I get an error when attempting to issue a credential from the Lifecycle page of the operator console: Certificate enrollment failed. Key does not exist. [OS error: 8009000d]. How can this be resolved?

This usually occurs if the Enrollment Agent (EA) for the operator who is issuing the card is not configured/available on the system. You can check that a valid EA certificate is installed from the Options – Connections page and click the Edit button for the CA connection that you use. Then you should check from the Enrollment Agent section that an EA is configured for use.

It is recommended to configure the EA to sign server side.

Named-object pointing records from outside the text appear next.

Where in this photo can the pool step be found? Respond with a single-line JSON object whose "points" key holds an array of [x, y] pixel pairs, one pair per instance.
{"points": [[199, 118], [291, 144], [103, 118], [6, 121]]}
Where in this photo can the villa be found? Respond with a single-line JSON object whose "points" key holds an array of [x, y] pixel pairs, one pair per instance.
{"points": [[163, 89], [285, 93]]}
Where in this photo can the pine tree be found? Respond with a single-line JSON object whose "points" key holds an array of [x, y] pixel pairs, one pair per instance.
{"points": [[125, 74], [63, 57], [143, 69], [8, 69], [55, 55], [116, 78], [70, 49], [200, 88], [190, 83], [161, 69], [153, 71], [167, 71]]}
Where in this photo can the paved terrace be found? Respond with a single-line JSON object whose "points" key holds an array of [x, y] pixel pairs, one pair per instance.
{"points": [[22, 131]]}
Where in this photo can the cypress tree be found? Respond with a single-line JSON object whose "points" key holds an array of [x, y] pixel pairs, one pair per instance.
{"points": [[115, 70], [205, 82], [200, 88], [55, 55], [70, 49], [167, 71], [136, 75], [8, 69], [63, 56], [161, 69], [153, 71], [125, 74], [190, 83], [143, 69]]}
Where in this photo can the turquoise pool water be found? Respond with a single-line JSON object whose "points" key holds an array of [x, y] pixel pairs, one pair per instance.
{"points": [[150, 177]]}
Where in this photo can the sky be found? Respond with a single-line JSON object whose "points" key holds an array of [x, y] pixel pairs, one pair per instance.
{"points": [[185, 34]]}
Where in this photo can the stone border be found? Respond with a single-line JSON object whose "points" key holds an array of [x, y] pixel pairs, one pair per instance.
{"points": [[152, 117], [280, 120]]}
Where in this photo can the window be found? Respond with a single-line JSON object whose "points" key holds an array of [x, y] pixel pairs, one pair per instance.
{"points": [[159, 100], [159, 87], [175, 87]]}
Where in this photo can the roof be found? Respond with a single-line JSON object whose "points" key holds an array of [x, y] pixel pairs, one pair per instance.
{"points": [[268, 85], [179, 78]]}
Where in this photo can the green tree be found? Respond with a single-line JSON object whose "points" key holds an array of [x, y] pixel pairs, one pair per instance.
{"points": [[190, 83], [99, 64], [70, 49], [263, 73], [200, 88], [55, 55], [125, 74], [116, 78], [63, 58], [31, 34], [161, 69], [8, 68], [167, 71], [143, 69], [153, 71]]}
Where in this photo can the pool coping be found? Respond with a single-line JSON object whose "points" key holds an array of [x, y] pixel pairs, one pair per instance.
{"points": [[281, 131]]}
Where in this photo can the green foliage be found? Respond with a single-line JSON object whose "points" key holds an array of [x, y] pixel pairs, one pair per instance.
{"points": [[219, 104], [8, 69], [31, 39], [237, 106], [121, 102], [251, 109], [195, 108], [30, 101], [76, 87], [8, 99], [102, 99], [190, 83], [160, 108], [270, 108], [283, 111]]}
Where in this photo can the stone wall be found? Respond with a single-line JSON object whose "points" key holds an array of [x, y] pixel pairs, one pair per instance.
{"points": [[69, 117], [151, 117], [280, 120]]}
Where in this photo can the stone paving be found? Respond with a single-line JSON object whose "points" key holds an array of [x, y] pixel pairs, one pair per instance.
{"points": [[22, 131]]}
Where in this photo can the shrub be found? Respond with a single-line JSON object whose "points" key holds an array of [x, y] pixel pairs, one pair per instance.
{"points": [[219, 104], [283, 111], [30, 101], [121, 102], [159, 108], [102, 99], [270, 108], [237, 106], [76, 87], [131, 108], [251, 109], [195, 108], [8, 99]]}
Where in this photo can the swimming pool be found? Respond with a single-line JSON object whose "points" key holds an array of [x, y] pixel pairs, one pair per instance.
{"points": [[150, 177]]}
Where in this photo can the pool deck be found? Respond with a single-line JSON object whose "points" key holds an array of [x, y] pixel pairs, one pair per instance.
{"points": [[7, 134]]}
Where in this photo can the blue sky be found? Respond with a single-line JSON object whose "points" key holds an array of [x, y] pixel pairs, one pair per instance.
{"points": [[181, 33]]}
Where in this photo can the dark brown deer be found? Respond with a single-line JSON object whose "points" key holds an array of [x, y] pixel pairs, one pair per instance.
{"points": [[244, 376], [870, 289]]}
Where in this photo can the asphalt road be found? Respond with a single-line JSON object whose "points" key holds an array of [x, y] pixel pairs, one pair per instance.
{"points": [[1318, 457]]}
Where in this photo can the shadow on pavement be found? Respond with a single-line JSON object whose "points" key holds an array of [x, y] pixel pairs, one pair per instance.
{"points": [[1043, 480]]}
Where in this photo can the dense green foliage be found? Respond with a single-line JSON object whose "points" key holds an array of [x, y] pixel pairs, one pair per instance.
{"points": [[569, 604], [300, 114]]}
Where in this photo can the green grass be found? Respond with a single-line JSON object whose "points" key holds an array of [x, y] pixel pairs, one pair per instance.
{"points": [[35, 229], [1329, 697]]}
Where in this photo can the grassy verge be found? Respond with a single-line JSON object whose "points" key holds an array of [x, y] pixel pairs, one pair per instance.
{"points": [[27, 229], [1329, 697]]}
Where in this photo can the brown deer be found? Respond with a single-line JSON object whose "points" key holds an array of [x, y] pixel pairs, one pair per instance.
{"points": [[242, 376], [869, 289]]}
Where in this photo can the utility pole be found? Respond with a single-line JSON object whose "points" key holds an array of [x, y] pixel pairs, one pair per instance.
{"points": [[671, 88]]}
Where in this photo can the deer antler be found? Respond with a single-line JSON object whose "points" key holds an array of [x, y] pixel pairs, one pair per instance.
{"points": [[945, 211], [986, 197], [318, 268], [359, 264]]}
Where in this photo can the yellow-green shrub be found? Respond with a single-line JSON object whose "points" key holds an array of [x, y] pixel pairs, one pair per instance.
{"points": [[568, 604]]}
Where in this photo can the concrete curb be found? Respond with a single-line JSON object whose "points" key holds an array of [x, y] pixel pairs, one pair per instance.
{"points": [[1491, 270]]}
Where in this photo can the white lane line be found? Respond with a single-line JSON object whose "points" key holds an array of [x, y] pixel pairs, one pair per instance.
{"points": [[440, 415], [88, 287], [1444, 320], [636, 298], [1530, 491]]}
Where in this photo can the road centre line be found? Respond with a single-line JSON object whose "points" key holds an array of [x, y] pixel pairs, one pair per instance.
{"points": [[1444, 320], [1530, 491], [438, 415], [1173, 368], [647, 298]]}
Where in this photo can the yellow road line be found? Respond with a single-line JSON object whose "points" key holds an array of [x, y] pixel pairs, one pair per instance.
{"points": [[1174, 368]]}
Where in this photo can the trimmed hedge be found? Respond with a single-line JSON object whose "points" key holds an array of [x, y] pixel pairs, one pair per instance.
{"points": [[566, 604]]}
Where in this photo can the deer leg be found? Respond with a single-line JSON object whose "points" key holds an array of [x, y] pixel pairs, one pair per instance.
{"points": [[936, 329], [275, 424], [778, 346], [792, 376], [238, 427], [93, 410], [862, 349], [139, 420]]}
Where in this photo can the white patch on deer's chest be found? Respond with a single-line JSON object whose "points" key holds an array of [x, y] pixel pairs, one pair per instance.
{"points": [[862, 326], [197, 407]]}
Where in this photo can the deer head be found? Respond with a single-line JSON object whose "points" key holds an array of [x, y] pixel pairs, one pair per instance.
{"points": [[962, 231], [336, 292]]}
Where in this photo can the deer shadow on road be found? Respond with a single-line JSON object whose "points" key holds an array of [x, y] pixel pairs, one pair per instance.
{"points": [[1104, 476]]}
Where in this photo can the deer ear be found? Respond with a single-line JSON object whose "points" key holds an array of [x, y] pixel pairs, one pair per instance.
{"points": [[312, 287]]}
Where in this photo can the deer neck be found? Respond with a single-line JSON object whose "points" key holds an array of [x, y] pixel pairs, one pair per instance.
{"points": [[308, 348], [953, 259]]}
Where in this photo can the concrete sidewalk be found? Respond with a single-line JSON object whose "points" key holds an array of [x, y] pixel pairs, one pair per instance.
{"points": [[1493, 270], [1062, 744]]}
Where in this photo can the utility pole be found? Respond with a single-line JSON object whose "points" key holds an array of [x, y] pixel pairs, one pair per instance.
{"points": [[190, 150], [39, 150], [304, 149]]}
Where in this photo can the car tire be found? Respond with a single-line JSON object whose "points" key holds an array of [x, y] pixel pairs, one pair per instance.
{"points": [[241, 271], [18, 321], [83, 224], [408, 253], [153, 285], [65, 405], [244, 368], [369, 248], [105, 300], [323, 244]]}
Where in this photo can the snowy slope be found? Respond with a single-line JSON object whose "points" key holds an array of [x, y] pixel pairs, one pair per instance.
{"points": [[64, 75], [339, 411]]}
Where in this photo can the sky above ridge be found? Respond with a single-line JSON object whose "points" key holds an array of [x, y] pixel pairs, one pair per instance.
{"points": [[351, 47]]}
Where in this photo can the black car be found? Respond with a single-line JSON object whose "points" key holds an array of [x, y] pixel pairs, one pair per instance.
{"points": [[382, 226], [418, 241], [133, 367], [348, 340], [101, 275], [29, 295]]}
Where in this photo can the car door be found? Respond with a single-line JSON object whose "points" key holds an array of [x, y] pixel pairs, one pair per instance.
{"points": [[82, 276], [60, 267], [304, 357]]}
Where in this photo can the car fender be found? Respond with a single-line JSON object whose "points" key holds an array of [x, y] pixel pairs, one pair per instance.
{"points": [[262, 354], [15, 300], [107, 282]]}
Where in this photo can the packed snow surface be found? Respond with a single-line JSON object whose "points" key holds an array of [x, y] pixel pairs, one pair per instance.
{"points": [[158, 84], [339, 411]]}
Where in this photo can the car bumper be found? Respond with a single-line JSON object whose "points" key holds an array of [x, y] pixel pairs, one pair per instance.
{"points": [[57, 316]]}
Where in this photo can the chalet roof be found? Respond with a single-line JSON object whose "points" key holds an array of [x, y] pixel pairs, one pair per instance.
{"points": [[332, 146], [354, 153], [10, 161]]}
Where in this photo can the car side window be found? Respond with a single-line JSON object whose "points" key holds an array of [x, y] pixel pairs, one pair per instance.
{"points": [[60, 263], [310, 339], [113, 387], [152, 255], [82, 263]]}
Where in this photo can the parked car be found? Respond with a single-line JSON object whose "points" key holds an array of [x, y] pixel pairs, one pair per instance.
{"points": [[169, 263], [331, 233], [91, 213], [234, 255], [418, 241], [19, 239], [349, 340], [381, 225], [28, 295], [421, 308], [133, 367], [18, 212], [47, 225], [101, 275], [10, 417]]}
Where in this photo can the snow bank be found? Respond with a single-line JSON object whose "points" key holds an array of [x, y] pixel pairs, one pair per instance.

See the article Configure Server-side EA Signing MS CA for details on how to configure in this way.

I get an error when attempting to issue a smart card from the Lifecycle page or from the My Smartcard application: Error Verifying Request Signature or Signing Certificate. A required certificate is not within its validity period when verifying against the current system clock or the timestamp in the signed file. This error also occurs when trying to re-issue a certificate from the Operator console or using the vSEC:CMS User application. How can this be resolved?

This usually occurs when a MS certificate services CA is used and the Enrollment Agent (EA) certificate, that is used when issuing on behalf-of, has expired. It will be necessary to issue a new EA as it is not possible to renew a certificate from the MS certificate services CA when it has already expired. See the article Update Enrollment Agent Certificate for details on this.

It is recommended to configure the EA to sign server side. See the article Configure Server-side EA Signing MS CA for details on how to configure in this way.

I get an error when attempting to log onto the Operator console or perform any operation with the vSEC:CMS User application: User Identity cannot be verified - Please contact your IT Administrator! [OS error: 80030103] Failed to save updated session information. How can this be resolved? 

This can occur if the disk space on the vSEC:CMS server is full OR the vSEC:CMS service is not able to write to the SQL database if this is used. In either case you should check the disk space on the server where vSEC:CMS is installed and check your SQL database if the vSEC:CMS is configured to use MS SQL.